Abrahamson also marveled at Larson’s capacity for anger; if “Room” is, as he calls it, “almost a parody, a dark version of a terrible marriage,” Ma’s maternal frustrations must play tenfold. “For somebody who’s not a parent, she does the most amazing job being a parent.” From their initial conversation about the role, Abrahamson says Larson had an undeniable “star quality,” but what made her irresistible was something altogether more organic. “With Brie, there’s a naturalness—that amazing combination of charisma and truthfulness.”

Nowhere is this more apparent than in the film’s final close-up, during which we finally catch a whisper of Ma’s inner monologue. What she is on the precipice of understanding, Larson says, is that “it’s not about saying ‘No’ to it entirely or shutting it out and saying it didn’t happen. It’s actually about bringing it closer and having a proper thank you and goodbye to it.”

The same could be said for Larson’s relationship with this character. “It was very hard to say goodbye to Ma. It took a long, long, long time. I felt like she was a ghost that haunted me for so many months afterward.” Stepping out of any role, what Larson calls “giving it the respect it deserves to put it in the ground, let it go, and move on,” requires as much gratitude as self-awareness.

“I couldn’t have played Ma if I didn’t have my own tragedies, my own pains, my own sufferings, and also my own connections to love, to my mom, to my friends,” she says. “You can’t live your life being afraid of the goodbye and worried about the hello. It’s all together. It all sort of wraps itself up and becomes a great opportunity to explore. And then hopefully to put it into whatever you’re working on [next].... There’s all this good and all this bad and all these things that happen in the middle and it’s just life, man.”

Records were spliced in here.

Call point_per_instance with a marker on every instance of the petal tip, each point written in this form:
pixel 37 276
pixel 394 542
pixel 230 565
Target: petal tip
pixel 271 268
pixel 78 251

As her scuba diving certification can attest (not to mention her transition away from indie films, with Amy Schumer’s hit “Trainwreck,” and “Kong: Skull Island” set for 2017), Larson believes in the importance of variety. “If there’s any acting advice I could ever give, it would be to have a robust life. I love the word ‘robust!’ Because it includes everything; there’s a place for all of it. If you try to spend your life running away from it, you’re kind of missing out. On a color. Of the rainbow.” Her face scrunches as she laughs. “I’ve become more comfortable as time has gone on with saying goodbye because...I’ve been having so many conversations about the cyclical nature of life. It just keeps going.”

So does her day of press. As the next interviewer enters, Larson says another goodbye and another hello. And the cycle starts again.

UPDATE: Brie Larson won the 2016 Academy Award for Actress in a Leading Role.